The challenge came on November 2 within days of the reassembling of Parliament. Mr Gordon Walker, a former minister in the Labour government, asked difficult questions. How was it no one noticed Vassall’s extravagant style of living? Why did the charges against him not relate to the period when he worked in the office of the Civil Lord? Was it normal for a junior clerk to take confidential papers to the minister in Scotland? Did he have a key to the box in which he carried the confidential papers? If he did how did he acquire it? These were some of the questions he and other MPs pressed.

The Defence Minister’s reply has been described here as flippant. Everyone lived beyond his means these days, he said, and added that men would not be employed as spies if it was easy to catch them. Similarly one could not tell from a man’s face that he was a homosexual. It was no crime for the junior minister to visit his flat and to invite him to lunch when he carried secret papers to Scotland.

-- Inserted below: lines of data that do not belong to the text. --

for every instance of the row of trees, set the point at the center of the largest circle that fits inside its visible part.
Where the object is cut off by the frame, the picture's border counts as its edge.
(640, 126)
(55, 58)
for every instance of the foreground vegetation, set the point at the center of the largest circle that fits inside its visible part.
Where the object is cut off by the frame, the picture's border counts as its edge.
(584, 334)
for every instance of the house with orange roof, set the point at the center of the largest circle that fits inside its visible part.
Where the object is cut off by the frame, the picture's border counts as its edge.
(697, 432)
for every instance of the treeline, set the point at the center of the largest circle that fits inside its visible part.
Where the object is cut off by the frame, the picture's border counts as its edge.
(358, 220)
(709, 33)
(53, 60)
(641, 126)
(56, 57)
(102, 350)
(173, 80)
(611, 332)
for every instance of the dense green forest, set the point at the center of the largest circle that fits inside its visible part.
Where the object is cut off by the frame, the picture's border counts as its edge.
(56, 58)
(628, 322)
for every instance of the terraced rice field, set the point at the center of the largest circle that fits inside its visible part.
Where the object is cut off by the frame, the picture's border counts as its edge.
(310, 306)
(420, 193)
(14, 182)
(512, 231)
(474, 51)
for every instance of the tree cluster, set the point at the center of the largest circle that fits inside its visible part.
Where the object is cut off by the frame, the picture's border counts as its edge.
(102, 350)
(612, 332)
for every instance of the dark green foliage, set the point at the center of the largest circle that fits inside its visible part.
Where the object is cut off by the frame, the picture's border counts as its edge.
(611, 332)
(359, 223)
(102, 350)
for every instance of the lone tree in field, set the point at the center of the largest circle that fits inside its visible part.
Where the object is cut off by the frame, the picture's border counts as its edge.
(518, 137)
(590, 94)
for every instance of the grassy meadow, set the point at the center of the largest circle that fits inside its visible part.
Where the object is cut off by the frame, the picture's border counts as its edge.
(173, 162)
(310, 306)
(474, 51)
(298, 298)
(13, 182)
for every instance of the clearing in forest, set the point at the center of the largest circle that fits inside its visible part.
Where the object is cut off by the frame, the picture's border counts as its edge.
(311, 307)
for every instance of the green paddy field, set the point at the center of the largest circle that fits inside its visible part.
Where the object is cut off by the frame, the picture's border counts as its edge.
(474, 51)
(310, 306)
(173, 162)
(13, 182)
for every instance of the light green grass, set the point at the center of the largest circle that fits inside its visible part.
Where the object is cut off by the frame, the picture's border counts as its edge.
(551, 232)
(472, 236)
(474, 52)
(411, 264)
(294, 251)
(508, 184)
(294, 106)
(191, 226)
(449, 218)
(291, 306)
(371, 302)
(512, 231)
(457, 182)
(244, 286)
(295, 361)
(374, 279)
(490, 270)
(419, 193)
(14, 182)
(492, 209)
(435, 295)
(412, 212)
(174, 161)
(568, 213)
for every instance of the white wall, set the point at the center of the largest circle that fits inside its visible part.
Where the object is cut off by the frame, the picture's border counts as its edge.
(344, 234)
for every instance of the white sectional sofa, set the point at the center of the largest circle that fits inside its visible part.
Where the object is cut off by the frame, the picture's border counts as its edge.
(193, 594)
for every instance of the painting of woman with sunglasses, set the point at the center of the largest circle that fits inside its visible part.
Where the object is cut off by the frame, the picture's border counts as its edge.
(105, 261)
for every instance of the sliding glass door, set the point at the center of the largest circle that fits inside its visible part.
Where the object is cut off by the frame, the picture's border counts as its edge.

The matter would have rested there till at least the officials had completed the inquiry if the Labour party had not gained some new information. The information related to the letters the minister and his wife had written to Vassall. On Tuesday last the Deputy Labour leader, Mr George Brown, dropped the bombshell. He said: “This is a matter which involves ministers. Is he (Mr Macmillan) willing to discuss with us the evidence which he and we know to be available and discuss with us what we should do about it, or does he wish it to be open to the public in the House?”

Mr Macmillan responded to the challenge by publishing the “My dear Vassall” letters with an interim report from the inquiry committee that “we have not yet seen Mr Galbraith in connection with our investigations and we have many inquiries still to make. Prima facie, however, the letters in themselves do not appear to us to contain any implication of a relationship constituting a security risk”. This does not answer the question that the relationship was so close that it casts doubt on the minister’s “judgment”. Names of Burgess and Maclean are being freely mentioned in private discussions of this unsavoury business.